Mississippi Gov Sets Special Session to Patch Current Budget | Jackson Free Press | Jackson, MS

Mississippi Gov Sets Special Session to Patch Current Budget

JACKSON, Miss. (AP) — Mississippi Gov. Phil Bryant is calling legislators into special session Tuesday to patch a hole in the budget before the fiscal year ends at midnight Thursday.

He's asking the House and Senate to give him permission to pull more money out of the state's $350 million rainy day fund.

Mississippi could be much as $75 million short in the $6 billion-plus budget, even after Bryant made two rounds of budget cuts and dipped into the rainy day fund earlier this year. State tax collections ran $206 million short of original estimates through May.

Bryant said in a news release Monday that the session will begin at 10 a.m. Tuesday.

"Disciplined and conservative spending by Republican leadership the last five legislative sessions has left the rainy day fund in the perfect position to fill the small deficit in the FY16 budget," Bryant said in the statement. "I would urge lawmakers to complete their work quickly, to keep taxpayers' costs as low as possible."

Only the governor can call a special session, and only he can set the agenda. Bryant is not asking lawmakers to consider any changes in the 2017 budget, which takes effect Friday.

Funding for most state agencies is being cut in the 2017 budget, and many agency directors have expressed concerns about a move to sweep special funds into the general state fund.

Special funds are generally fees collected for specific purposes, such as leases paid to the secretary of state's office for public tidelands. Republican legislative leaders, including senators who came up with the plan, have said putting the special funds into general state spending will provide more transparency in how public money is spent. But several agency leaders, including some Republicans elected statewide, have said the change will cause confusion and could put some programs at risk.
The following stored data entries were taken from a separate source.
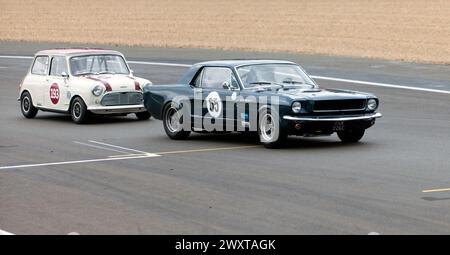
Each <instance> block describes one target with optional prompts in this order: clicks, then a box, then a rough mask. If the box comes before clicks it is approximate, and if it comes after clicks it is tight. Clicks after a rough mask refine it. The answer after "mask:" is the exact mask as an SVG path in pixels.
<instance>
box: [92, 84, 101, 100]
mask: <svg viewBox="0 0 450 255" xmlns="http://www.w3.org/2000/svg"><path fill="white" fill-rule="evenodd" d="M102 93H103V87H102V86H100V85H97V86H95V87H94V88H93V89H92V94H94V96H97V97H98V96H100V95H101V94H102Z"/></svg>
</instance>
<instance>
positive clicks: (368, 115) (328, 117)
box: [283, 112, 383, 121]
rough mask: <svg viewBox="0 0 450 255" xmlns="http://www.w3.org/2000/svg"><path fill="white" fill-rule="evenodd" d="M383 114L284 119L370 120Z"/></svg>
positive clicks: (339, 120)
mask: <svg viewBox="0 0 450 255" xmlns="http://www.w3.org/2000/svg"><path fill="white" fill-rule="evenodd" d="M382 116H383V115H382V114H381V113H379V112H377V113H373V114H370V115H363V116H347V117H325V116H319V117H293V116H287V115H285V116H283V119H285V120H299V121H350V120H369V119H376V118H381V117H382Z"/></svg>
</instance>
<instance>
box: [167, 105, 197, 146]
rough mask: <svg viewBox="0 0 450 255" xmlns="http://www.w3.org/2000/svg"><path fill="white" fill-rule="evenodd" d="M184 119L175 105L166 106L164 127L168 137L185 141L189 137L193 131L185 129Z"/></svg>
mask: <svg viewBox="0 0 450 255" xmlns="http://www.w3.org/2000/svg"><path fill="white" fill-rule="evenodd" d="M183 118H184V116H182V114H181V112H180V111H179V110H178V109H177V108H176V106H175V105H172V104H169V105H168V106H166V108H165V109H164V112H163V125H164V130H165V131H166V134H167V136H168V137H170V138H171V139H174V140H184V139H186V138H188V137H189V135H190V134H191V131H190V130H189V131H186V130H184V129H183Z"/></svg>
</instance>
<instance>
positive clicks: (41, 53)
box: [36, 48, 122, 56]
mask: <svg viewBox="0 0 450 255" xmlns="http://www.w3.org/2000/svg"><path fill="white" fill-rule="evenodd" d="M84 54H119V55H122V54H121V53H120V52H118V51H114V50H106V49H98V48H56V49H48V50H41V51H39V52H37V53H36V55H64V56H69V55H84Z"/></svg>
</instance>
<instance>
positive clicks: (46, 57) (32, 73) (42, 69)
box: [31, 56, 48, 75]
mask: <svg viewBox="0 0 450 255" xmlns="http://www.w3.org/2000/svg"><path fill="white" fill-rule="evenodd" d="M47 68H48V57H47V56H39V57H36V59H35V60H34V63H33V67H32V68H31V73H32V74H37V75H46V74H47Z"/></svg>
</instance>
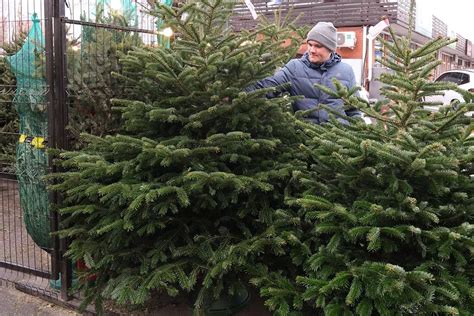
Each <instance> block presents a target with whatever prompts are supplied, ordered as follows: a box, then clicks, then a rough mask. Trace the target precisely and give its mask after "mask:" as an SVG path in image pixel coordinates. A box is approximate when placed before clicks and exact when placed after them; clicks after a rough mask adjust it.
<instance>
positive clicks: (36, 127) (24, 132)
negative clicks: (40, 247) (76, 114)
mask: <svg viewBox="0 0 474 316" xmlns="http://www.w3.org/2000/svg"><path fill="white" fill-rule="evenodd" d="M32 22H33V25H32V27H31V29H30V31H29V33H28V37H27V38H26V41H25V43H24V44H23V46H22V48H21V49H20V50H19V51H18V52H17V53H16V54H15V55H13V56H9V57H7V62H8V63H9V65H10V67H11V69H12V71H13V73H14V74H15V76H16V82H17V83H16V84H17V87H16V89H17V90H16V94H15V97H14V99H13V103H14V105H15V108H16V110H17V112H18V114H19V117H20V126H19V129H20V134H21V136H20V139H19V141H18V143H17V147H16V173H17V177H18V183H19V187H20V203H21V207H22V209H23V214H24V221H25V225H26V229H27V231H28V234H30V236H31V237H32V239H33V240H34V242H35V243H36V244H37V245H38V246H40V247H42V248H50V243H51V238H50V235H49V234H50V222H49V209H48V193H47V190H46V184H45V182H44V181H43V178H42V177H43V176H44V175H45V174H46V170H47V166H48V157H47V155H46V152H45V148H44V143H43V141H44V139H45V138H46V135H47V131H48V121H47V113H46V96H45V91H46V82H45V79H44V72H43V70H42V69H43V68H42V67H40V62H41V58H40V56H41V54H42V53H43V52H44V49H43V47H44V37H43V33H42V31H41V26H40V21H39V19H38V17H37V15H36V14H34V15H33V18H32Z"/></svg>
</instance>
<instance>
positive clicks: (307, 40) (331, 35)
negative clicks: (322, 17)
mask: <svg viewBox="0 0 474 316" xmlns="http://www.w3.org/2000/svg"><path fill="white" fill-rule="evenodd" d="M306 40H307V41H309V40H313V41H317V42H319V43H321V44H322V45H324V46H325V47H326V48H327V49H329V50H330V51H331V52H334V51H336V44H337V34H336V28H335V27H334V25H333V24H332V23H331V22H318V24H316V25H315V26H314V27H313V28H312V29H311V31H309V32H308V36H307V37H306Z"/></svg>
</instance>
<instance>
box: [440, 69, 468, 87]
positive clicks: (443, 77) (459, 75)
mask: <svg viewBox="0 0 474 316" xmlns="http://www.w3.org/2000/svg"><path fill="white" fill-rule="evenodd" d="M435 81H436V82H440V81H447V82H453V83H455V84H457V85H461V84H466V83H468V82H469V75H468V74H464V73H461V72H447V73H444V74H442V75H441V76H439V77H438V78H437V79H436V80H435Z"/></svg>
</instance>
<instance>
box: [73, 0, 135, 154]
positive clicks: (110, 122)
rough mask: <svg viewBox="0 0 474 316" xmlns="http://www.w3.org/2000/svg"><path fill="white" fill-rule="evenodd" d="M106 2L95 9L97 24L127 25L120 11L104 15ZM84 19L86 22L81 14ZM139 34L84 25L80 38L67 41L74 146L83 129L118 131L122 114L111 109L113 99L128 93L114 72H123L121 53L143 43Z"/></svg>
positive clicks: (122, 83)
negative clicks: (119, 120) (132, 47)
mask: <svg viewBox="0 0 474 316" xmlns="http://www.w3.org/2000/svg"><path fill="white" fill-rule="evenodd" d="M103 9H104V8H103V5H102V6H101V5H98V6H97V8H96V12H97V13H96V16H95V19H94V21H93V22H94V23H101V24H107V25H118V26H123V27H128V26H129V25H128V21H129V19H128V18H127V16H124V15H122V14H119V13H117V12H111V13H109V14H108V15H105V14H104V10H103ZM81 20H84V21H87V18H86V17H84V16H82V17H81ZM142 45H143V43H142V41H141V39H140V37H139V36H138V33H131V32H123V31H118V30H112V29H107V28H98V27H92V26H84V27H83V30H82V34H81V38H80V39H75V40H72V41H70V42H68V45H67V53H68V54H67V66H68V69H67V72H68V76H67V78H68V82H67V84H68V97H69V98H68V105H69V131H70V132H71V134H72V138H73V145H74V146H75V147H76V148H79V147H80V146H81V144H80V143H78V142H79V141H80V140H79V135H80V133H81V132H84V133H90V134H93V135H98V136H104V135H106V134H111V133H116V132H117V129H118V127H119V124H120V122H119V115H118V114H117V113H114V112H113V111H112V104H111V99H112V98H122V97H124V96H126V95H127V94H126V89H127V87H126V86H125V84H126V83H124V82H122V83H121V82H119V81H118V80H117V79H116V78H114V77H113V76H112V73H114V72H116V73H120V72H121V66H120V64H119V58H120V56H122V55H124V54H126V52H127V51H129V50H131V49H132V47H139V46H142Z"/></svg>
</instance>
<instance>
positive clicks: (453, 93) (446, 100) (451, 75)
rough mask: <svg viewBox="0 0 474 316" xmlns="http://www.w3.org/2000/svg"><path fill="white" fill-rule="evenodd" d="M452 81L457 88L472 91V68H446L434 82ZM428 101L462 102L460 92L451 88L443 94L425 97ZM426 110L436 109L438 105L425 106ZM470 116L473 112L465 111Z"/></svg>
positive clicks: (472, 75)
mask: <svg viewBox="0 0 474 316" xmlns="http://www.w3.org/2000/svg"><path fill="white" fill-rule="evenodd" d="M441 81H445V82H453V83H455V84H456V85H457V86H458V87H459V88H462V89H464V90H467V91H469V92H473V93H474V69H456V70H448V71H445V72H444V73H442V74H441V75H440V76H439V77H438V78H436V80H435V82H441ZM425 101H428V102H441V103H443V105H450V104H452V105H455V104H456V103H458V102H464V99H463V97H462V95H461V94H459V93H458V92H456V91H453V90H445V91H444V95H433V96H429V97H426V98H425ZM425 108H426V109H427V110H430V111H438V108H439V106H436V105H434V106H425ZM466 114H467V115H468V116H471V115H472V114H473V112H468V113H466Z"/></svg>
House Democratic Leader David Baria of Bay St. Louis said Monday that Bryant is hurting the state by not letting legislators reconsider the 2017 spending plan.

"He's going to continue to whistle past the graveyard on next year's budget and not address the Senate bill that's got everybody so confused," Baria told The Associated Press.

In January, Bryant cut $39.8 million in spending and took $35.2 million from the rainy day fund so it could be spent. In April, he cut $25 million in spending and took $10 million out of the rainy day fund.